Abstract:
SPKI/SDSI is a language for expressing distributed access control policy, derived from SPKI and SDSI. We provide a first-order logic (FOL) semantics for SDSI, and show that it has several advantages over previous semantics. For example, the FOL semantics is easily extended to additional policy concepts and gives meaning to a larger class of access control and other policy analysis queries. We prove that the FOL semantics is equivalent to the string rewriting semantics used by SDSI designers, for all queries associated with the rewriting semantics.

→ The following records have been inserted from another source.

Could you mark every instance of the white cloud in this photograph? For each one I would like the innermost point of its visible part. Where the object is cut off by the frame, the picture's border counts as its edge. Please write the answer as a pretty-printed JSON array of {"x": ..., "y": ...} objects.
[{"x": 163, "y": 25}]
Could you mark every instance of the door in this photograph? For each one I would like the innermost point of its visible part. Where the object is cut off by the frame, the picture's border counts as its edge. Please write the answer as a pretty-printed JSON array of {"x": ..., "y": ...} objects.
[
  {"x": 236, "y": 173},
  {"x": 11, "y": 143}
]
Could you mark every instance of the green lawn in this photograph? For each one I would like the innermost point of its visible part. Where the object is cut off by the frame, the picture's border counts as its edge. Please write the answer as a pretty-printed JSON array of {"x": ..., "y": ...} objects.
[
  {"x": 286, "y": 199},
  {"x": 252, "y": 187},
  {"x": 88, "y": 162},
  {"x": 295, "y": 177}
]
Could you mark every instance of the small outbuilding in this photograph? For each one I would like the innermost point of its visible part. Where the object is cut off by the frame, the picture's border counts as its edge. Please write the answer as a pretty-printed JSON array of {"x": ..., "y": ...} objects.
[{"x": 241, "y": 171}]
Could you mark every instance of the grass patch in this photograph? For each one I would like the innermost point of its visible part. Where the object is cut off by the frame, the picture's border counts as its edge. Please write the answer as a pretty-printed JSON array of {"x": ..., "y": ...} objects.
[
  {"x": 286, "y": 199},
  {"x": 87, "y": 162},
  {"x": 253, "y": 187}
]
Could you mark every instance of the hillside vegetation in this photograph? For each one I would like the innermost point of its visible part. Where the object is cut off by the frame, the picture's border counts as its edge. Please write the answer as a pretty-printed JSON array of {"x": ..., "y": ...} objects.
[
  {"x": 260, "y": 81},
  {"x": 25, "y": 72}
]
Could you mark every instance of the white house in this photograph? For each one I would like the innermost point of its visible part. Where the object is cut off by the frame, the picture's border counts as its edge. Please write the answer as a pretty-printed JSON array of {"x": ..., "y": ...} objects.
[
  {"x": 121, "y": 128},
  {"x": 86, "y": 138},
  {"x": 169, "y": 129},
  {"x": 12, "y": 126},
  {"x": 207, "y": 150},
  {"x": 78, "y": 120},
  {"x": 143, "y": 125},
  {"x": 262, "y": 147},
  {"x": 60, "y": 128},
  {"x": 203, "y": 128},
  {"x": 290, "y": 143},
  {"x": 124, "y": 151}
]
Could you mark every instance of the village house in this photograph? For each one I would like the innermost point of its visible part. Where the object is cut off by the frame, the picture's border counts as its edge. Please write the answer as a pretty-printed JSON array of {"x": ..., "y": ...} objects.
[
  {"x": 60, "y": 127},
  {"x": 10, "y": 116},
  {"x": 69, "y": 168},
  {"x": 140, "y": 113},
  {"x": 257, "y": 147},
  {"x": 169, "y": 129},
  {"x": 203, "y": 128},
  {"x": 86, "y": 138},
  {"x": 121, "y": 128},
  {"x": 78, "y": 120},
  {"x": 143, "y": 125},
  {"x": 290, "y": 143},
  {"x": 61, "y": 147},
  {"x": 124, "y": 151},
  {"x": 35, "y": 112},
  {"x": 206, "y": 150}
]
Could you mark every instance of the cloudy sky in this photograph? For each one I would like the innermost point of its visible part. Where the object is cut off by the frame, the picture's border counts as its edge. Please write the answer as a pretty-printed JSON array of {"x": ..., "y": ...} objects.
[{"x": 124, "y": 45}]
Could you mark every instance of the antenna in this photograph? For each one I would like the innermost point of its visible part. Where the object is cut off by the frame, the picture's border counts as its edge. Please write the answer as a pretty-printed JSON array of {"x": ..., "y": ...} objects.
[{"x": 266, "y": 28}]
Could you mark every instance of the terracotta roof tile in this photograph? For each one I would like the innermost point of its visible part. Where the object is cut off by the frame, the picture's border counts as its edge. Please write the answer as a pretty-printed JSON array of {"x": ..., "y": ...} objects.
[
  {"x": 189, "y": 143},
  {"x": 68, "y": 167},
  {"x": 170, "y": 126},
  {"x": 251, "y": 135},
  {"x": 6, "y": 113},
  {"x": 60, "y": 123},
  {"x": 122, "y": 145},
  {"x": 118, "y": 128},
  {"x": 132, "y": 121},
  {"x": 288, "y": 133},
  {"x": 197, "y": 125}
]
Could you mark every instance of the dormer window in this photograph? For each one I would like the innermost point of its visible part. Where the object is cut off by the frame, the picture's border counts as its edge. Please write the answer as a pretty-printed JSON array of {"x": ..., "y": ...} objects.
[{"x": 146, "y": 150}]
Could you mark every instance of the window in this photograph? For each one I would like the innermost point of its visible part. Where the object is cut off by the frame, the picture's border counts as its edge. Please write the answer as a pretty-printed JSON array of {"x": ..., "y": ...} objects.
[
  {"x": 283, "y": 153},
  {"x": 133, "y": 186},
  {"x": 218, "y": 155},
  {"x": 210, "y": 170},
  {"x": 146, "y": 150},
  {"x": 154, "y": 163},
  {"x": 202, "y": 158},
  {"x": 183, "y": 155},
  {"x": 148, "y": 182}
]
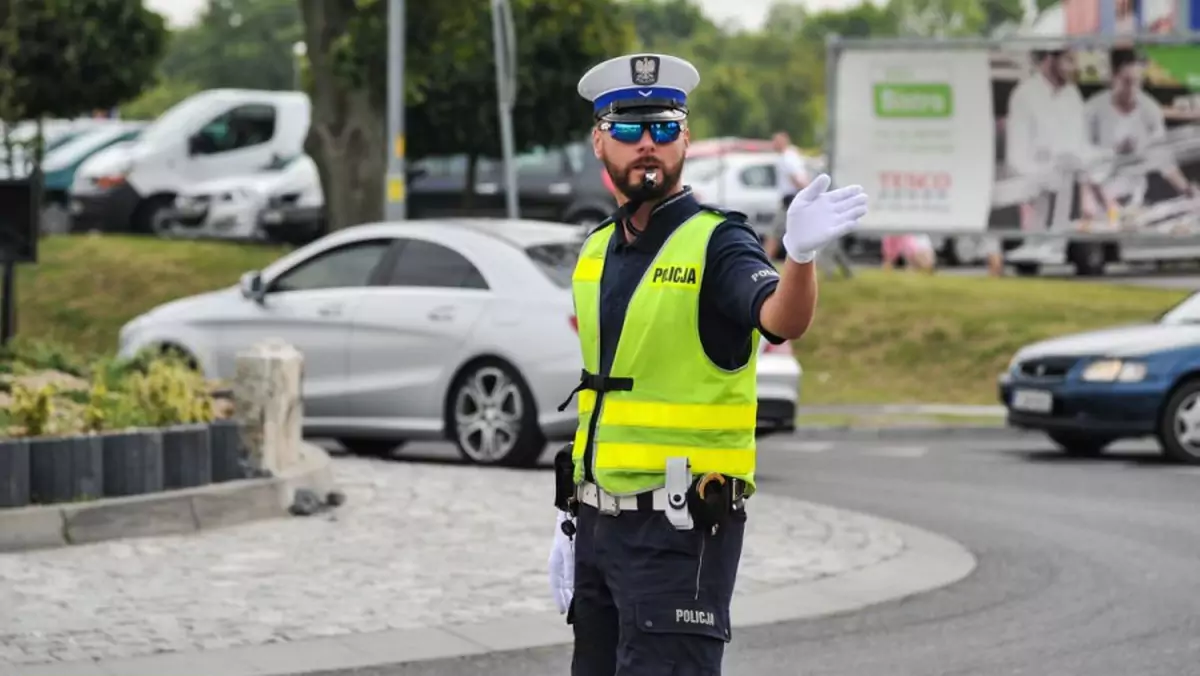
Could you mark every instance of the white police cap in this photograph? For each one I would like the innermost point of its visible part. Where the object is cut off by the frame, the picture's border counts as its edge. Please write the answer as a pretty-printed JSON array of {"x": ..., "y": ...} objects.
[{"x": 640, "y": 88}]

We also provide a FOL semantics for SPKI/SDSI and use it to analyze the design of SPKI/SDSI. This reveals some problems. For example, the standard proof procedure in RFC 2693 is semantically incomplete. In addition, as noted before by other authors, authorization tags in SPKI/SDSI are algorithmically problematic, making a complete proof procedure unlikely. We compare SPKI/SDSI with RT1C, which is a language in the RT Role-based Trust-management framework that can be viewed as an extension of SDSI. The constraint feature of RT1C, based on Constraint Datalog, provides an alternative mechanism that is expressively similar to SPKI/SDSI tags, semantically natural, and algorithmically tractable.
Reference:
To appear in IEEE Computer Security Foundations Workshop,
Pacific Grove, California, June 2003.